Roboskî trajedisi yaşanır yaşanmaz, ‘nasıl siyasi bir ranta dönüştürürüm’ hesabının içine giren PKK/HDP ve türevleri, katliamın aydınlanması için göz boyamaktan, duygu sömürüsü yapmaktan başka bir şey yapmadı. Benzer şekilde Türkiye’deki politik çevreler de olayı sistem içi kavgada koz olarak kullanma, olaydan yararlanıp siyasi mevzi kazanma aracına dönüştürdüler. İnsan haklarından, demokrasiden dem vuran “romantik” çevreler de Roboskî’yi, “Hümanist” olduklarını göstermek için kullandılar. Hepsinin ortak yanı ise, Roboskî katliamına neden olan devletsizliğe vurgu yapmamalarıdır. Oysa bu olayın tek nedeni, Kürdlerin devletsizliğiydi.
Kuşkusuz ki katliamı TC yaptı ve baş suçludur. Ama bu katliama gerçekçi tepki göstermeyen herkes bu insanlık suçunda pay sahibidir. Hem bireyler hem de devletler bazında. Gerçekçi tepki, Kürdlerin devletleşmesini koşulsuz savunmaktır…

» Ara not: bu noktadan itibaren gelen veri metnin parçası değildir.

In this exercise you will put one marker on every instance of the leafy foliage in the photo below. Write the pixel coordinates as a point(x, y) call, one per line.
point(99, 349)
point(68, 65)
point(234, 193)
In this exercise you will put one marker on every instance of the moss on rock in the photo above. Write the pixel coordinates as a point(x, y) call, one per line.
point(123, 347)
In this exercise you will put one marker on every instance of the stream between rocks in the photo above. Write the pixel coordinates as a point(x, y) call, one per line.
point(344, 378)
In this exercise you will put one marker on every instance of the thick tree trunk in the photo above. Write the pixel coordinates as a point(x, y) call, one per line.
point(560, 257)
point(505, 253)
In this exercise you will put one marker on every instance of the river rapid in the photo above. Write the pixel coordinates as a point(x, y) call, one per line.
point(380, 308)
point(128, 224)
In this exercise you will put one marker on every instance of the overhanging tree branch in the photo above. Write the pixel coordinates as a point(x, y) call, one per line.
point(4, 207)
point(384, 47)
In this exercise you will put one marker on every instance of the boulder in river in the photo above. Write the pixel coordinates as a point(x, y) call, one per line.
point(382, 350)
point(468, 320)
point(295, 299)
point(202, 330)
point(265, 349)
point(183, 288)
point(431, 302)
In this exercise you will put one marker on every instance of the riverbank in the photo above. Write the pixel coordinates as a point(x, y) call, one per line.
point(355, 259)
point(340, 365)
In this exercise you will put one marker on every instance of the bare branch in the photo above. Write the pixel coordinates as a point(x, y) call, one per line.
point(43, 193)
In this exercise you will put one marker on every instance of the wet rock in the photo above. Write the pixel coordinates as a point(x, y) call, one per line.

Başta PKK/HDP/DBP olmak üzere, Kürdlerin devletleşme hakkına karşı durup Roboskî’yi sahiplenen herkes samimiyetten uzak ve sahtekardır. Roboskî’yi sahiplenmek, Kürdlerin devletleşme hakkını savunmaktır.
Özgür Bireyler Topluluğu olarak, Roboskî katliamının sorumlusu/suçlusu TC’yi bir kez daha lanetlerken, Roboskî ve diğer katliamlarda yaşamını yitiren tüm Kürdleri/Kürdistanlıları saygıyla anıyoruz.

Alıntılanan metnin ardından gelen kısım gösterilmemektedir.